Sanjeevkumar commented
Hi Dave, I am not completely aware of the inner workings of the itemwriter. but to explain my situation i am trying to skip records that fail for any reason irrespective of the exception thrown. It might be possible that itemwriter is called again with each of the items in the failed chunk in turn. Under any circumstances i do not want the itemwriter to be called again if the any item fails. Is there a way to control this already?
Thanks,
Regards Sanjeev Tarnal
Dave Syer commented
You can set the commit interval to 1 (might not be optimal for performance), or you can put the code that fails in an item processor (usually the best option if you are processing item-by-item anyway). Or you can redesign your writer to make it idempotent (so it would have to check before doing anything that it wasn't duplicating any effort). Or you can catch and recover from the exception inside the writer. Those are your options currently.
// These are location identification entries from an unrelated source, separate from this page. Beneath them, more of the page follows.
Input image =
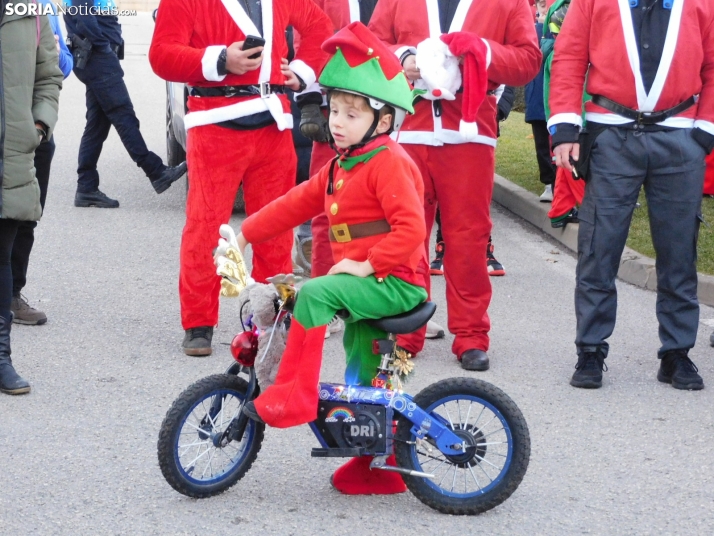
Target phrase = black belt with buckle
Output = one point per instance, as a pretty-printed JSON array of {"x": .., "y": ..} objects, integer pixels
[
  {"x": 259, "y": 90},
  {"x": 643, "y": 118}
]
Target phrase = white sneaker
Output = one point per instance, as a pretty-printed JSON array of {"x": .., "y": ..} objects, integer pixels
[
  {"x": 547, "y": 195},
  {"x": 434, "y": 330},
  {"x": 335, "y": 326}
]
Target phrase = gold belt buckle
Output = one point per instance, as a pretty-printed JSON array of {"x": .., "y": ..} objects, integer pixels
[{"x": 341, "y": 232}]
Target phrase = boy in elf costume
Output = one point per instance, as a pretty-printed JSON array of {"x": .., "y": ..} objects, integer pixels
[
  {"x": 313, "y": 125},
  {"x": 373, "y": 196}
]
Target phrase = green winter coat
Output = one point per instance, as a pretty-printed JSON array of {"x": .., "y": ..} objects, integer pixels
[{"x": 30, "y": 84}]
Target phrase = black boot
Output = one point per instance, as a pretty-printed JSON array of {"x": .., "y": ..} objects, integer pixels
[
  {"x": 167, "y": 177},
  {"x": 10, "y": 382},
  {"x": 588, "y": 370},
  {"x": 676, "y": 368}
]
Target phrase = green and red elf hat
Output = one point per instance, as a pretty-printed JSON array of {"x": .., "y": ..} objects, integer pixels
[{"x": 363, "y": 65}]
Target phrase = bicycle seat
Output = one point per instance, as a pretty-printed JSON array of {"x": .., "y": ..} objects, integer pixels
[{"x": 405, "y": 322}]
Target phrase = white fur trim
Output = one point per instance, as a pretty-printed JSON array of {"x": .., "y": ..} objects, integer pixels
[
  {"x": 614, "y": 119},
  {"x": 488, "y": 53},
  {"x": 304, "y": 71},
  {"x": 573, "y": 119},
  {"x": 648, "y": 102},
  {"x": 240, "y": 17},
  {"x": 670, "y": 44},
  {"x": 437, "y": 139},
  {"x": 354, "y": 10},
  {"x": 209, "y": 63},
  {"x": 706, "y": 126},
  {"x": 432, "y": 14},
  {"x": 241, "y": 109},
  {"x": 267, "y": 65},
  {"x": 469, "y": 131},
  {"x": 457, "y": 23},
  {"x": 312, "y": 88},
  {"x": 440, "y": 73}
]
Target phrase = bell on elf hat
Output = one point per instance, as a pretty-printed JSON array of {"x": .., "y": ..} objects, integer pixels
[{"x": 361, "y": 64}]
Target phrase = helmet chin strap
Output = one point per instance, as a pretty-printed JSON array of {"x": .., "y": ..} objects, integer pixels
[
  {"x": 365, "y": 139},
  {"x": 347, "y": 152}
]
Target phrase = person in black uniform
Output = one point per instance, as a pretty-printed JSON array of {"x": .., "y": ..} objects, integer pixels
[{"x": 97, "y": 47}]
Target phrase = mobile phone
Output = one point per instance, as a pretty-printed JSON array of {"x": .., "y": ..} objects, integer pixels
[
  {"x": 252, "y": 41},
  {"x": 574, "y": 171}
]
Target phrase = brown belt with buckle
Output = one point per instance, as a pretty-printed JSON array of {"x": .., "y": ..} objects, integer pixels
[{"x": 345, "y": 233}]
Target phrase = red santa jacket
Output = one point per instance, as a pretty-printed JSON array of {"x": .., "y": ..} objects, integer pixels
[
  {"x": 514, "y": 57},
  {"x": 599, "y": 34},
  {"x": 190, "y": 35},
  {"x": 387, "y": 187}
]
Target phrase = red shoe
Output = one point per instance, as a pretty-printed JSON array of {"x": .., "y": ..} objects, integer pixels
[
  {"x": 356, "y": 478},
  {"x": 293, "y": 399}
]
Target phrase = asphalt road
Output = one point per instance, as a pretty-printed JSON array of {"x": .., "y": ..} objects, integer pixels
[{"x": 79, "y": 453}]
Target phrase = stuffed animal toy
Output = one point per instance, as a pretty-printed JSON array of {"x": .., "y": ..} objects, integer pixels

If this issue is going to go anywhere you have to try and understand what it means. The best the framework could do would be to skip the whole chunk if there was an error in the writer. We have resisted this so far because in most (but not all) cases failure in a writer is attributable to a single item and the others can be processed cleanly.
Sanjeevkumar commented
Hi Dave, The commit interval is already set to 1. Here are some of the excerpts from my job xml and the itemwriter.
\
public void write(List<? extends ProSamDisbursement> proSamDisbursements)
throws Exception {
for (ProSamDisbursement proSamDisbursement : proSamDisbursements) {
StudentReceivableBean studentRecievableBean = arAdapter
.convertToAR(proSamDisbursement);
studentRecievableDao.addStdnAcctTransSource(studentRecievableBean);
memoExtDao.deleteMemo(proSamDisbursement);
}
}
Both studentRecievableDao.addStdnAcctTransSource(studentRecievableBean); and memoExtDao.deleteMemo(proSamDisbursement); will be part of new transactions and hence failure in delete should not cause the insert to rollback. But the addStdnAcctTransSource is reprocessed again when memoExtDao.deleteMemo(proSamDisbursement); fails although the commit interval is set to 1 and results in duplicate entries.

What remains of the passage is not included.